In Volume 2 of The Dark History of the Reincarnated Villainess, we saw protagonist Iana’s peaceful life come crashing down around her when new boy Yomi arrived. Now with that over and done, maybe she’ll finally get a chance to relax in Volume 3?
Of course, Iana’s life is never that simple and this book opens with rumours that several beautiful girls have gone missing in the town. This, naturally, puts Iana’s sister Konoha front and centre as a target, but there’s just one problem – Iana doesn’t remember writing this storyline!
Up until now, Iana has managed to dodge death flags by following the storylines she remembers and keeping Konoha safe. To start with, she wonders if Konoha is perfectly safe and the cases have nothing to do with her, but when police officer Clematis Cheneau turns up, things take a dark turn.
As always when a new character is introduced in this series, they instantly spell trouble for Iana and Clematis certainly lives up to that! He quickly reveals that he thinks Iana is the culprit behind the cases and intends to arrest her for the crime of kidnapping, so now Iana must both solve the case and keep her sister safe before something horrible happens!
The interesting thing about this instalment is that we’re beginning to see things spiral out of Iana’s control. Because her storylines weren’t always fully fleshed out, the world has had to fill some details in itself and that’s both interesting to us readers and horrifying for her as she struggles to figure out how to survive. As lazy as Iana may have been with her storytelling in her past life, she still always wrote everyone to be against her when something bad happens.
One somewhat problematic aspect of Volume 3 is the introduction of a female character and the reveal that our protagonist always wrote them as lesbians so they weren’t competition for Konoha’s love. In fairness to the book, Iana does regret this decision and vows to repent but of course, the damage is done and I think it’ll be difficult for readers to wave it off as a teenage girl being an idiot.
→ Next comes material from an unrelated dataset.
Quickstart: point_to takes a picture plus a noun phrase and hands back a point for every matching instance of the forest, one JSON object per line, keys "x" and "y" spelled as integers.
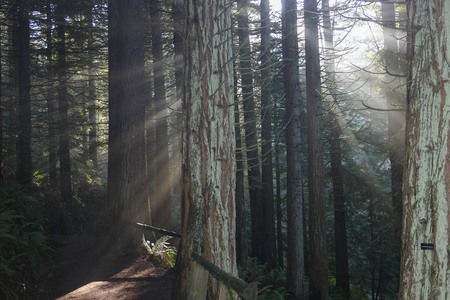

Although I still hesitate to readily recommend The Dark History of the Reincarnated Villainess, I do at least still find it interesting and often fun. There are numerous problems you can pick at throughout these volumes, but somehow author Akiharu Touka manages to deliver something entertaining despite the flaws.
I also think Volume 3 does a good job of bringing us back to the charm of Volume 1 since Iana spends less time being chased around by a boy and more time figuring out what’s going on and how she caused it. She genuinely has no idea who’s behind the missing girls which leaves her as much in the dark as us, which pays off as together we figure out the mystery. If the books after that continue to capitalise on the strengths of the series, then it will become just that little more recommendable to fans of the genre.
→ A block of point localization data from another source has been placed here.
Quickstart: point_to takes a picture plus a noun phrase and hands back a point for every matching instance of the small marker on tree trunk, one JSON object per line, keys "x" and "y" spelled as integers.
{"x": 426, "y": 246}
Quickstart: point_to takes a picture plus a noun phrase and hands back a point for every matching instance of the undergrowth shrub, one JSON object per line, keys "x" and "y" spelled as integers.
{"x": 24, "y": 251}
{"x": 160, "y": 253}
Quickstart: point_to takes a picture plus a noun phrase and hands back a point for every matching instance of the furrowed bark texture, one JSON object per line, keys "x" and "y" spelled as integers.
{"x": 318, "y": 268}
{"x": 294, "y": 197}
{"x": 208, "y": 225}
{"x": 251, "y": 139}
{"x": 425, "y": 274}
The Dark History of the Reincarnated Villainess Volume 3 comes to the West thanks to Yen Press and continues to be translated by Lisa Coffman. The translation reads well with no issues to note and the lettering (handled by DK) continues to be an improvement on Volume 1. Volume 4 of the series is scheduled for release in December.
Overall, The Dark History of the Reincarnated Villainess Volume 3 capitalises on what made the series fun in the beginning to deliver an improvement on the previous book. It’s still a far cry from being perfect, but there is certainly enough here where I find myself coming back to it just to check in on Iana’s adventures.